Sunday, August 26, 2012

A Man Called Horse (1970) & The Return of a Man Called Horse (1976)



          Years before Kevin Costner played a Civil War-era soldier who bonded with Native Americans in Dances with Wolves (1990), English actor Richard Harris played a character on a similar journey in the harrowing A Man Called Horse series. Based on a 1950 short story by Dorothy M. Johnson, the first picture in the series, A Man Called Horse, was released in 1970. Although Harris was still relatively fresh from the success of the blockbuster musical Camelot (1967), he was quickly sliding into a rut of intense movies about men enduring physically and spiritually debilitating odysseys—for instance, A Man Called Horse was one of three early-’70s Westerns dominated by scenes of Harris suffering bloody abuse. (A shrink could have fun analyzing the actor’s career.)
          Harris stars as Lord John Morgan, a British aristocrat who is captured by a Sioux Indian band called the Yellow Hand while traveling in the American West. The sequence of his capture is typical of the picture’s disturbing vibe—Morgan is bathing in a river when Indians lasso him around the throat, yank him from the water, and then prod with spears while he tries to fight back, naked and vulnerable.
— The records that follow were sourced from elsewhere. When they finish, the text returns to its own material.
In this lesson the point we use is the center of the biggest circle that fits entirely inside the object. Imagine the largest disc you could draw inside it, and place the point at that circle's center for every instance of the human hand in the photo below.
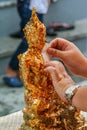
(61, 80)
(71, 56)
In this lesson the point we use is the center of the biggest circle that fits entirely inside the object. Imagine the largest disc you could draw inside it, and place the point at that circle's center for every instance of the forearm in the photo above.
(79, 100)
(83, 68)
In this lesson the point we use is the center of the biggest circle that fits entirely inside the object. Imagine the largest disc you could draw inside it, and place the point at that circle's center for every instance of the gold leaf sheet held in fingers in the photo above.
(44, 109)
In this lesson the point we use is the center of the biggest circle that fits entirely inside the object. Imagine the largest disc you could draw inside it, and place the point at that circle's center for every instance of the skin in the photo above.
(75, 61)
(70, 55)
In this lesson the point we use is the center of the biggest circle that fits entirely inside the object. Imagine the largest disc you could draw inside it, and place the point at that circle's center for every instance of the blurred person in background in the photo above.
(24, 9)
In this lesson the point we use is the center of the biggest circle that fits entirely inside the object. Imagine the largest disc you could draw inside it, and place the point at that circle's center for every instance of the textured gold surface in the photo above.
(44, 109)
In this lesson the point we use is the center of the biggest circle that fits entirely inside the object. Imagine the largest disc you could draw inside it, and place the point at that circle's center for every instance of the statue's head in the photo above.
(35, 32)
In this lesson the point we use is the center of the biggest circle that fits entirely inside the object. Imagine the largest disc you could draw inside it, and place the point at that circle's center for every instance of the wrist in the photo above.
(83, 69)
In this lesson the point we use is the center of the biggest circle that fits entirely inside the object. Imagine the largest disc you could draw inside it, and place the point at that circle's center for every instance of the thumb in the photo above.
(55, 53)
(53, 74)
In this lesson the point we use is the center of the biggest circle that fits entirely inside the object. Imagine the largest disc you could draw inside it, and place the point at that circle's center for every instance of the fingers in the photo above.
(59, 69)
(59, 43)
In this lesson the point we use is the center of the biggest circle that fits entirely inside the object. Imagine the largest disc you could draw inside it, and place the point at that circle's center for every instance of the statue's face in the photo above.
(35, 32)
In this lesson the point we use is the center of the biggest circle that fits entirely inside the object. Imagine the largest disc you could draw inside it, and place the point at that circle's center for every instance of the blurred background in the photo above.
(61, 11)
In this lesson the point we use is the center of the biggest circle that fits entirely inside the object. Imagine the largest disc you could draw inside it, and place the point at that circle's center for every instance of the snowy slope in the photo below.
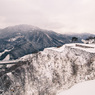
(50, 71)
(84, 88)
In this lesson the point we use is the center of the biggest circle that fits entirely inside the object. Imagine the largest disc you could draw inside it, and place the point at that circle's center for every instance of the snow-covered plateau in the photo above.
(50, 71)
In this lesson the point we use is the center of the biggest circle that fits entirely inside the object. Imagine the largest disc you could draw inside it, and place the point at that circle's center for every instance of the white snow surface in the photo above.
(7, 58)
(84, 88)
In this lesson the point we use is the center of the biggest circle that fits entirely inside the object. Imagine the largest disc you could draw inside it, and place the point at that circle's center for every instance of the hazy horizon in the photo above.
(63, 16)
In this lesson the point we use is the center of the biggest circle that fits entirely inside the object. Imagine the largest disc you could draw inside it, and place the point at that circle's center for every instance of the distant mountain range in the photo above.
(20, 40)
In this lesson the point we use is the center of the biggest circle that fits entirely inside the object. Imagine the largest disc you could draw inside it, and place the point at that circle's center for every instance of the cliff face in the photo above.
(49, 71)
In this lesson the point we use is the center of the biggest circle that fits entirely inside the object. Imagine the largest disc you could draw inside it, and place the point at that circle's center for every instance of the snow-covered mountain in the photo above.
(50, 71)
(27, 39)
(21, 40)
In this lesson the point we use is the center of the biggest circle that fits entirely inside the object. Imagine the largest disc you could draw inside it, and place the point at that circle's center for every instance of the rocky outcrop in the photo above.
(48, 72)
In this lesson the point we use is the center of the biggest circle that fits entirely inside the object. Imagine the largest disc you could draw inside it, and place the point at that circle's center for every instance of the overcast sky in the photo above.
(64, 16)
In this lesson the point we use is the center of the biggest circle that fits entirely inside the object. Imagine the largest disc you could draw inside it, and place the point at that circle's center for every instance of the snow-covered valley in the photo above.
(50, 71)
(84, 88)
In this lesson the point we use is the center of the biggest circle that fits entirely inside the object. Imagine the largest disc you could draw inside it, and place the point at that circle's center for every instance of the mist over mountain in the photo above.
(17, 41)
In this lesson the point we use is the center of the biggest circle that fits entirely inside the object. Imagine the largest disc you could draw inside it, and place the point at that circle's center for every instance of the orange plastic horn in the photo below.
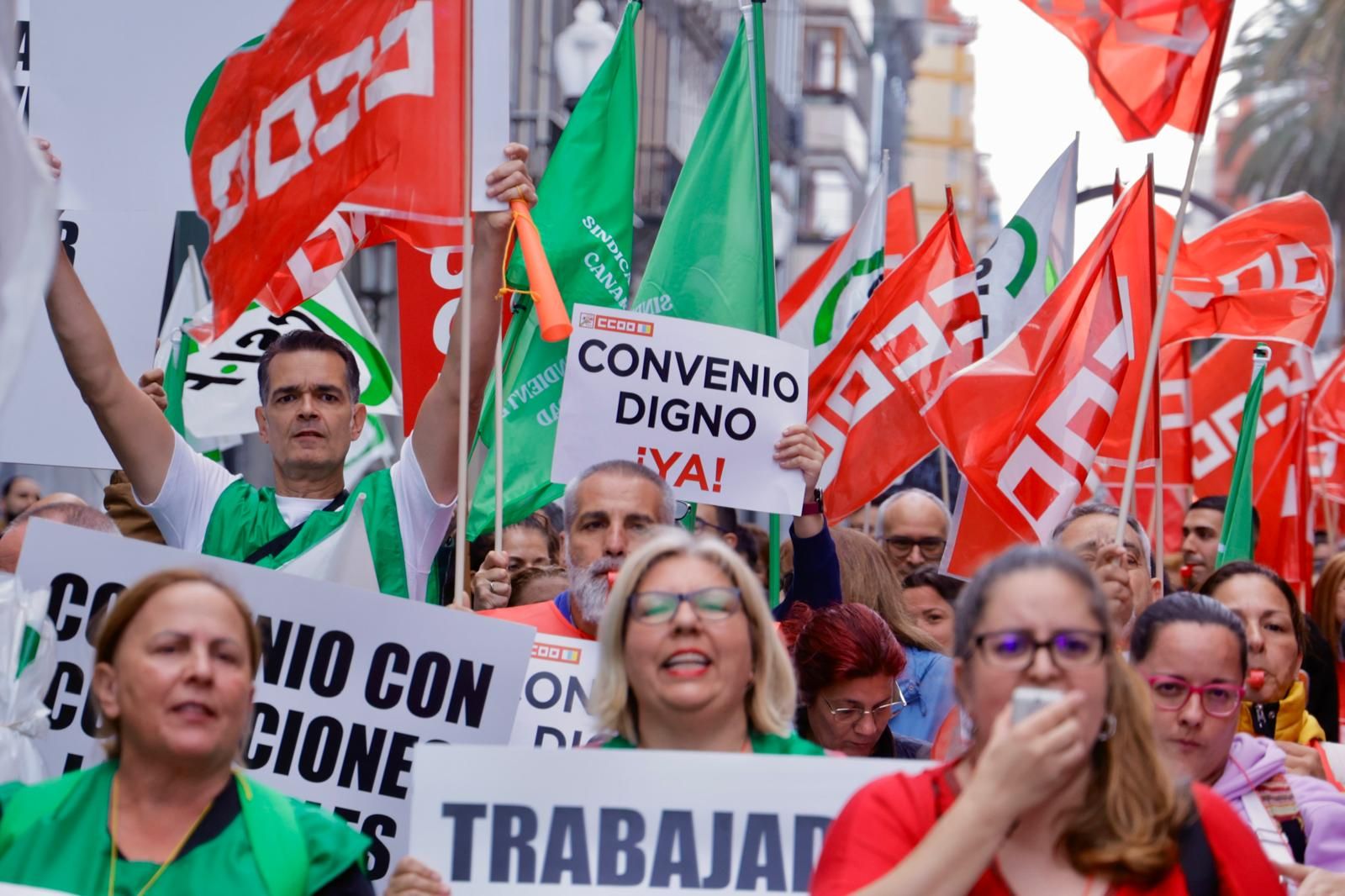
(551, 309)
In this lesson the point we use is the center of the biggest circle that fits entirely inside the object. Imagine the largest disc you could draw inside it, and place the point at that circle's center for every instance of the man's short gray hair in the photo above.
(896, 497)
(1109, 510)
(667, 506)
(71, 514)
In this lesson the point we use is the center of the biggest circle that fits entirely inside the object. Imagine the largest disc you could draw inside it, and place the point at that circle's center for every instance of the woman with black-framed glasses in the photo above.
(1192, 651)
(1067, 797)
(847, 662)
(690, 658)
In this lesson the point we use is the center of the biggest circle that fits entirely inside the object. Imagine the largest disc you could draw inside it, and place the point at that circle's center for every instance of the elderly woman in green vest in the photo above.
(167, 813)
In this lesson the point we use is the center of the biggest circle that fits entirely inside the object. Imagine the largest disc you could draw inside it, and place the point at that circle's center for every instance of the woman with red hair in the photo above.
(847, 662)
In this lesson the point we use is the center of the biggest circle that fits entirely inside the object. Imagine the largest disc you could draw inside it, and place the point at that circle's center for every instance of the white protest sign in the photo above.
(553, 710)
(701, 405)
(350, 681)
(121, 259)
(627, 821)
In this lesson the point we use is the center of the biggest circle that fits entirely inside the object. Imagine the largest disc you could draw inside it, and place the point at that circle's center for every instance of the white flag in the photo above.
(29, 233)
(836, 298)
(1032, 253)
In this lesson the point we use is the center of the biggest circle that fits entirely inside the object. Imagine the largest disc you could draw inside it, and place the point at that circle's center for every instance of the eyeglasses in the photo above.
(1017, 649)
(1221, 700)
(709, 604)
(930, 548)
(852, 716)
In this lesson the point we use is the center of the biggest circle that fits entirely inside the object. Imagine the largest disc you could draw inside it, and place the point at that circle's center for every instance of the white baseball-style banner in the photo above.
(703, 405)
(349, 685)
(553, 710)
(497, 822)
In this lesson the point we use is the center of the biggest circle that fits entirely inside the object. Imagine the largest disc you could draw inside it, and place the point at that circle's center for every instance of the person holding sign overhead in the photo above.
(1063, 790)
(167, 813)
(309, 414)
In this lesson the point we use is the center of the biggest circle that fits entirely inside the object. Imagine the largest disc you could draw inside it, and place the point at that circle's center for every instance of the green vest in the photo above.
(54, 835)
(764, 744)
(246, 519)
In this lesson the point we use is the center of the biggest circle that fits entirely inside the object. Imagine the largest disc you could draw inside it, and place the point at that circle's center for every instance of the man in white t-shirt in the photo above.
(309, 416)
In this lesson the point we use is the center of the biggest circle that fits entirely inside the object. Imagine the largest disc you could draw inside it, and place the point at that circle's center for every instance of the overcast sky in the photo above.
(1033, 94)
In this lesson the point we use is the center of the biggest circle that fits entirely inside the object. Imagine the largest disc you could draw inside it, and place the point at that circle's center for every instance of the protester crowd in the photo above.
(1095, 723)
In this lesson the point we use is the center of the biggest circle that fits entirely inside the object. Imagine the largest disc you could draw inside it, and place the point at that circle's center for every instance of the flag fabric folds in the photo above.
(585, 215)
(356, 101)
(1024, 423)
(920, 324)
(1150, 62)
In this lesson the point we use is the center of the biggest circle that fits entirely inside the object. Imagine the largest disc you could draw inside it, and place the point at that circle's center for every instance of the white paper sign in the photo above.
(703, 405)
(121, 259)
(350, 683)
(553, 710)
(611, 821)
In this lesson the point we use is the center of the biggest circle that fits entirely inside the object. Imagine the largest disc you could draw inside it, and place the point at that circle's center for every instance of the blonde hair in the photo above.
(773, 696)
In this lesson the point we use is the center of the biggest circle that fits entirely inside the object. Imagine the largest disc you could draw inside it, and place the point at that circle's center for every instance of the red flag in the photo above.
(1152, 62)
(1024, 424)
(1264, 273)
(354, 101)
(920, 324)
(1281, 481)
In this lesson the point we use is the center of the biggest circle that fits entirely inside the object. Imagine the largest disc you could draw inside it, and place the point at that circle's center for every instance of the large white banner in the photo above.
(553, 710)
(350, 683)
(609, 821)
(703, 405)
(123, 260)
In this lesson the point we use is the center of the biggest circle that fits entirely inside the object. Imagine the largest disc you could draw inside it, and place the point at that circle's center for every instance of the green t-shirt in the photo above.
(67, 846)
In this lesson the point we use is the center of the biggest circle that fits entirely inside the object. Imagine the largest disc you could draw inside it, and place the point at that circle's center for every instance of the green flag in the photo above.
(1235, 541)
(585, 214)
(709, 256)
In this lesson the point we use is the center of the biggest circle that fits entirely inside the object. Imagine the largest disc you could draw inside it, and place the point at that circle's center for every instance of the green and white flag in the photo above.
(219, 380)
(1032, 253)
(815, 313)
(708, 259)
(585, 214)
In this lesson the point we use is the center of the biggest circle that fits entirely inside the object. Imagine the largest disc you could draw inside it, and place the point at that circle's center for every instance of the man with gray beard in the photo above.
(609, 510)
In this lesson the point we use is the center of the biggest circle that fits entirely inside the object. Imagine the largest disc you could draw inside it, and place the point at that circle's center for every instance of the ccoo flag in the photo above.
(1235, 541)
(585, 213)
(706, 262)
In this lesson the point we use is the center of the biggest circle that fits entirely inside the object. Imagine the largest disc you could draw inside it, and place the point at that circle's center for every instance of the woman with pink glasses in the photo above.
(1192, 650)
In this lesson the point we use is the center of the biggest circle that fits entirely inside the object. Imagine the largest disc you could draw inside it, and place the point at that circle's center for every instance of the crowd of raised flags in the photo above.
(1046, 380)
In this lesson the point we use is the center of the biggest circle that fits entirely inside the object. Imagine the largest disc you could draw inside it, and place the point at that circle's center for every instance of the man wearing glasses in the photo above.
(914, 526)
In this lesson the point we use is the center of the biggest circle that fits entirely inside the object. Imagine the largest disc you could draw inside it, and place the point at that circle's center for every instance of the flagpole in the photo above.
(1127, 493)
(464, 331)
(755, 31)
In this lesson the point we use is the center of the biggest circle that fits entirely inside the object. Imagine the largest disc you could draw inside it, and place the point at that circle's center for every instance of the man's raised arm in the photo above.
(131, 421)
(436, 424)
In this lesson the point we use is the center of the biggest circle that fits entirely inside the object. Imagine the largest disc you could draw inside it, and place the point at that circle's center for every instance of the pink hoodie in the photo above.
(1253, 761)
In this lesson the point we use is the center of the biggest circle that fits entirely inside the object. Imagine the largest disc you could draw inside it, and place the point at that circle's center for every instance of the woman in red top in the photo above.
(1069, 801)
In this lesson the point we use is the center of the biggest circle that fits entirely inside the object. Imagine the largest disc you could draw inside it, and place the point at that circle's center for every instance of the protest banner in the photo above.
(699, 403)
(121, 259)
(553, 710)
(349, 683)
(499, 822)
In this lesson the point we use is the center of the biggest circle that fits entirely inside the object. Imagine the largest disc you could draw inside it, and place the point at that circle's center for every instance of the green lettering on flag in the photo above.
(1235, 541)
(585, 214)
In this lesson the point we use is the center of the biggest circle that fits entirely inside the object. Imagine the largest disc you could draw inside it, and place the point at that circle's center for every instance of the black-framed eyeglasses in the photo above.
(1017, 647)
(930, 548)
(881, 714)
(658, 607)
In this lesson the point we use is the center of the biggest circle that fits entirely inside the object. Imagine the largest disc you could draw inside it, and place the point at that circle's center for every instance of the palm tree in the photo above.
(1291, 64)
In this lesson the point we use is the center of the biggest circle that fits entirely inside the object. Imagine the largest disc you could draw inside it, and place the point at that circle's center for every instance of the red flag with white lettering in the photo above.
(1024, 424)
(1150, 62)
(346, 101)
(864, 400)
(1266, 272)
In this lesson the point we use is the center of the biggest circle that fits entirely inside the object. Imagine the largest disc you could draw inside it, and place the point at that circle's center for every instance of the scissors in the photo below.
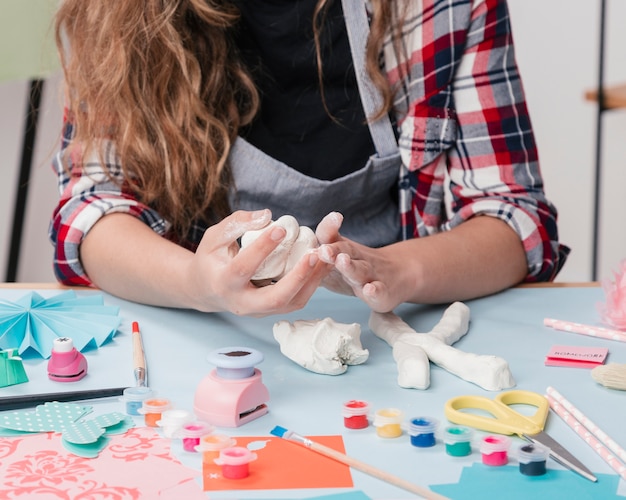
(508, 421)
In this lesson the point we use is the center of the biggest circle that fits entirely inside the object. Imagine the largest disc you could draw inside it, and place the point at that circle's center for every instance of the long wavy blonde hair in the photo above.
(162, 79)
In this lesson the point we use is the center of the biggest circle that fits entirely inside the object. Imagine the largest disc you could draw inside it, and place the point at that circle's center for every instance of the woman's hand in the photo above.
(124, 257)
(220, 272)
(358, 270)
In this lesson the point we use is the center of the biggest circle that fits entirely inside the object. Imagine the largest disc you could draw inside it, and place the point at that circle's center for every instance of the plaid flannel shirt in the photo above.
(465, 139)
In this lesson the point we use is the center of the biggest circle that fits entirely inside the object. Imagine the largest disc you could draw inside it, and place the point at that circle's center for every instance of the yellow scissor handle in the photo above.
(505, 420)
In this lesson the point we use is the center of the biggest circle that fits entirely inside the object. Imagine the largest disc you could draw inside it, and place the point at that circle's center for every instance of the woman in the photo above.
(192, 121)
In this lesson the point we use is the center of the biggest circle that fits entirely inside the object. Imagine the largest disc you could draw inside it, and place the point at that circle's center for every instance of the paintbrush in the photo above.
(354, 463)
(612, 375)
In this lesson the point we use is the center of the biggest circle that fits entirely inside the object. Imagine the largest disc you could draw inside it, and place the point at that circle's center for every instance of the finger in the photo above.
(290, 293)
(354, 272)
(303, 279)
(228, 230)
(249, 258)
(327, 230)
(376, 295)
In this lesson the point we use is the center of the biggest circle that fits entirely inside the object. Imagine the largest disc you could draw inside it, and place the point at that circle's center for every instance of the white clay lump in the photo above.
(298, 241)
(413, 351)
(321, 345)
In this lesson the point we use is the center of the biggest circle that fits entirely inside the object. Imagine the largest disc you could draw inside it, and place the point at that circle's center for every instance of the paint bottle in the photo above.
(494, 450)
(133, 397)
(235, 462)
(532, 459)
(388, 422)
(191, 433)
(458, 441)
(211, 444)
(355, 414)
(152, 410)
(172, 421)
(422, 431)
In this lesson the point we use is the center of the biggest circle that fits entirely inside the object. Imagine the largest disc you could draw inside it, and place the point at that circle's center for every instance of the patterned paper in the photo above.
(135, 465)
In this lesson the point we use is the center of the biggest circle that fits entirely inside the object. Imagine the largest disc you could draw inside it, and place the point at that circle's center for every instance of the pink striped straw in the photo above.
(593, 331)
(589, 438)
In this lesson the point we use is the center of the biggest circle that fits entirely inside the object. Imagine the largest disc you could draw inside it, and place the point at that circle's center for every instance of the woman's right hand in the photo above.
(220, 272)
(124, 257)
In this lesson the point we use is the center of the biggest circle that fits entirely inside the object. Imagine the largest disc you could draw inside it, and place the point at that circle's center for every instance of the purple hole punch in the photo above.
(66, 364)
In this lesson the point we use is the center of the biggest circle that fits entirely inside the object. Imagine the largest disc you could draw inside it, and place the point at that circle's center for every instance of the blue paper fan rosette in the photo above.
(31, 323)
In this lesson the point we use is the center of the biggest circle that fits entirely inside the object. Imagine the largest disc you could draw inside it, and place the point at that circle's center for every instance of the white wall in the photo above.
(556, 43)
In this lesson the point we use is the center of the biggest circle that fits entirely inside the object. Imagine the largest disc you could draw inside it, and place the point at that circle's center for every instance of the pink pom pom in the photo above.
(613, 312)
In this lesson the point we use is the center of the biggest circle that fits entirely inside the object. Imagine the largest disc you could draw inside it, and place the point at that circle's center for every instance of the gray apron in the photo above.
(371, 216)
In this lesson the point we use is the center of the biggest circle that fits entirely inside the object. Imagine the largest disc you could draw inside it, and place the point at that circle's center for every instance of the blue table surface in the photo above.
(508, 324)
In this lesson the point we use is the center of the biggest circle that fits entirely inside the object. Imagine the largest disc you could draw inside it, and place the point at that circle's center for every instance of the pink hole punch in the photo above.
(233, 393)
(66, 364)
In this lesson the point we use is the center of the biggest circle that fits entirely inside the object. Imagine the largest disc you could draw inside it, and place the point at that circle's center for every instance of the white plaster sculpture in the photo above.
(321, 346)
(413, 351)
(298, 241)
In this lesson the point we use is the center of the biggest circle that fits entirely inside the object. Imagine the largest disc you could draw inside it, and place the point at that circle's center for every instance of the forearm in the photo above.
(124, 257)
(477, 258)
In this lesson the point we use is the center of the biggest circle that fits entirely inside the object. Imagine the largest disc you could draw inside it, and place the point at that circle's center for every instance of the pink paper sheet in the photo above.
(137, 464)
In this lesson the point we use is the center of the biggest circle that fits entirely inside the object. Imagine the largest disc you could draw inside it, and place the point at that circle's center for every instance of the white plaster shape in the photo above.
(298, 241)
(321, 345)
(413, 351)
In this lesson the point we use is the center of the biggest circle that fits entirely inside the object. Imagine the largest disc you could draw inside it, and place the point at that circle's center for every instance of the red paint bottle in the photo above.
(355, 414)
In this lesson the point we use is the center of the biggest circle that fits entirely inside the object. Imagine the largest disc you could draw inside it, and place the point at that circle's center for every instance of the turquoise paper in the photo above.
(31, 323)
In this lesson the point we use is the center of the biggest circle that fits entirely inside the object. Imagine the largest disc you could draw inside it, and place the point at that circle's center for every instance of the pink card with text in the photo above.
(576, 356)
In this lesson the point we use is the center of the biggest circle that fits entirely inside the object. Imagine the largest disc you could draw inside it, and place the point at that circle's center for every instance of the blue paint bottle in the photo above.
(422, 431)
(532, 459)
(458, 441)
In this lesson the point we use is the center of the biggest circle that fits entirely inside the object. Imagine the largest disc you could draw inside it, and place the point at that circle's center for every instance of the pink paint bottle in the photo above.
(355, 414)
(494, 450)
(191, 433)
(235, 462)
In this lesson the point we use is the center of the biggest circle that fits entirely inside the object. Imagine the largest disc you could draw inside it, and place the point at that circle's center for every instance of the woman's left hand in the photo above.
(368, 273)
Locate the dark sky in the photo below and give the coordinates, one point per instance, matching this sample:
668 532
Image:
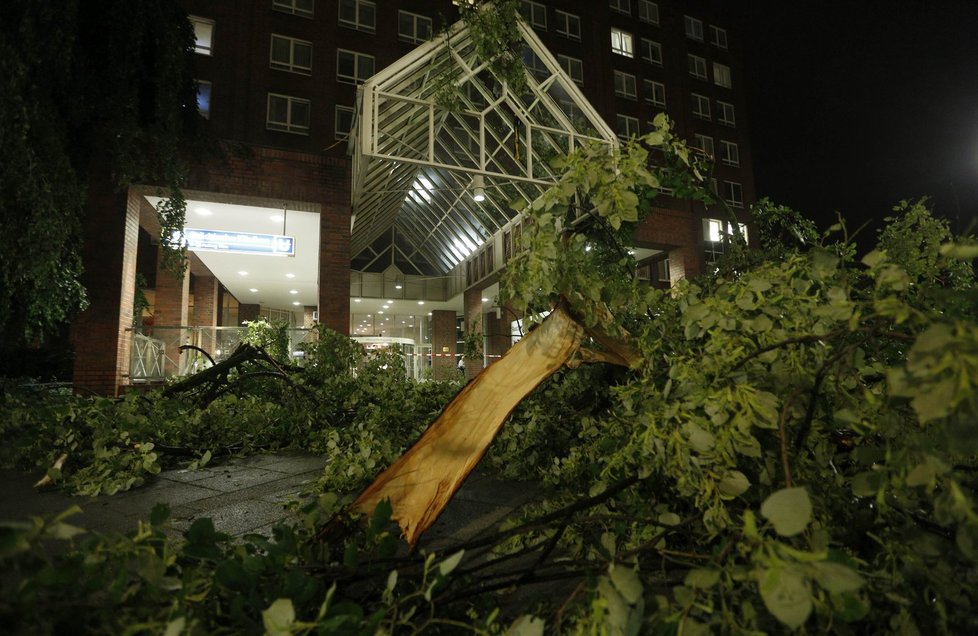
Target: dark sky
856 105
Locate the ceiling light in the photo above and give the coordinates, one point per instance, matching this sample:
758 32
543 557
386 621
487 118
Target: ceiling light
478 188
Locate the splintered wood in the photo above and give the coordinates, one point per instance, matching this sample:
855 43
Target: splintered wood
423 480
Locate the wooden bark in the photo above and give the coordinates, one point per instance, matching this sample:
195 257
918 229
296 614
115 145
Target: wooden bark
423 480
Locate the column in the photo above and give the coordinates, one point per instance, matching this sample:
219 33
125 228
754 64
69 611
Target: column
101 335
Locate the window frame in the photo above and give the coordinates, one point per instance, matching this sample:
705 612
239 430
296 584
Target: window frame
657 87
626 48
700 100
651 45
288 126
571 62
567 20
623 81
697 66
699 140
628 120
356 24
693 28
290 66
722 71
729 153
289 6
415 17
722 108
718 37
533 7
648 5
336 119
201 49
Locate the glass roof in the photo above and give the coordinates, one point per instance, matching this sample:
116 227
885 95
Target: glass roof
440 179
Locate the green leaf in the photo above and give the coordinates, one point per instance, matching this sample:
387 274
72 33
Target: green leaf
787 595
733 484
836 577
445 567
702 578
789 510
279 617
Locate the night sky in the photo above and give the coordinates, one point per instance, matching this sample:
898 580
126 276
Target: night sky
856 105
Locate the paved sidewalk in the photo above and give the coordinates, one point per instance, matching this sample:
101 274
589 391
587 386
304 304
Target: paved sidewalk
246 495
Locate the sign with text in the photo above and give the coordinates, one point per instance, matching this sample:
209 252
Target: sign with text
238 242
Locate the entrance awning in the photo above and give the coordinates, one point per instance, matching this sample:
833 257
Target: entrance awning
420 164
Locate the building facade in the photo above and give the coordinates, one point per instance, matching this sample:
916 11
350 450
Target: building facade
278 85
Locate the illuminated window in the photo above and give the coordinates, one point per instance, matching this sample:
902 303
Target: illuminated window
298 7
358 14
621 43
353 67
203 35
568 25
288 114
729 153
721 75
289 54
413 28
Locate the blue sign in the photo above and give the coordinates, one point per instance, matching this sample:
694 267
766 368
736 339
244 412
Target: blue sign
238 242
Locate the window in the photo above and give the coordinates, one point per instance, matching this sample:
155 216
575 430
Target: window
568 25
534 13
654 92
573 67
733 194
204 98
694 28
289 54
626 126
625 85
298 7
353 67
648 12
288 114
697 66
534 63
729 153
704 143
721 75
358 14
701 106
725 114
413 28
718 37
621 43
342 122
651 51
203 35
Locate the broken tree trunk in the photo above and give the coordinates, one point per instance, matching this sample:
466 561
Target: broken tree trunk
423 480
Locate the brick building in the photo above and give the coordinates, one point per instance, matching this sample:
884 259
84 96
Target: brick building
279 83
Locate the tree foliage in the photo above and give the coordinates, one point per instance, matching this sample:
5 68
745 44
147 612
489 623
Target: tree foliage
91 91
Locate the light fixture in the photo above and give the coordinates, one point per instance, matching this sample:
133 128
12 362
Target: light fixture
478 188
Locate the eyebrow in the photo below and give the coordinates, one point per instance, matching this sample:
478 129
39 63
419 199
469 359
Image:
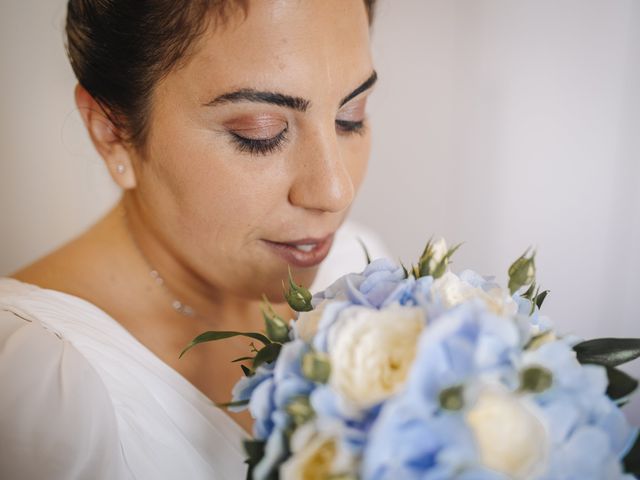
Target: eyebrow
281 99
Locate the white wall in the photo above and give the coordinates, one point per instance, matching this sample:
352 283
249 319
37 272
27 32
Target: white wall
501 123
Initially, Morgan’s captors treat him like property, and he learns about Yellow Hand culture and language from Batise (Jean Gacson), a fellow member of the tribe’s lowest caste.
          However, when an opportunity arises for Morgan to prove his worth in battle, he determines that he wants to become fully integrated into the Sioux Nation. Accepting the Indian name “Horse,” Morgan takes a Sioux wife and—in the film’s most famous sequence—endures a gruesome initiation ritual during which he’s hung from the roof of a giant tent by hooks dug into his pectoral muscles. (If you can watch that scene without feeling queasy, you’re a better man than I, Gunga Din.) Director Elliot Silverstein’s style is lurid and occasionally trippy, the otherworldliness of the piece accentuated by Native American music and a preponderance of dialogue spoken in the Sioux language. One can easily quibble with the film’s dramatic merits and historical accuracy, but it’s impossible to deny that A Man Called Horse possess a bizarre sort of cinematic power. Plus, while Harris was well on his way toward self-parody, given his penchant for operatic gestures and shouted dialogue, his commitment is unquestionable.
          Six years later, Harris reprised his role in the competent but unnecessary sequel The Return of a Man Called Horse, which replaces the original film’s grisly novelty with a ponderous narrative about the title character becoming a messiah for his adopted people. When the picture begins, Morgan has returned to England but regrets leaving the Sioux behind; subsequently, when he returns to America for a visit and discovers that the Yellow Hand were humiliated and relocated by white men, Morgan resumes his Horse persona and rouses his friends to a new chapter of accomplishment and purpose.
          Woven into this principal storyline is a thread of Morgan attempting to reclaim the spiritual fulfillment he felt while living among the Sioux, so the picture is filled with anguished speechifying, and, naturally, director Irvin Kershner presents yet another bloody initiation ritual. The Return of a Man Called Horseis handsomely made, but it suffers from bloat and humorlessness, so viewers may end up feeling as depleted as the protagonist by the time the thing runs its course. In 1982, Harris reprised the Morgan role one last time for The Triumphs of a Man Called Horse, but the focus of the threequel was actually Horse’s son, so Harris’ appearance in the substandard flick is really just a glorified cameo.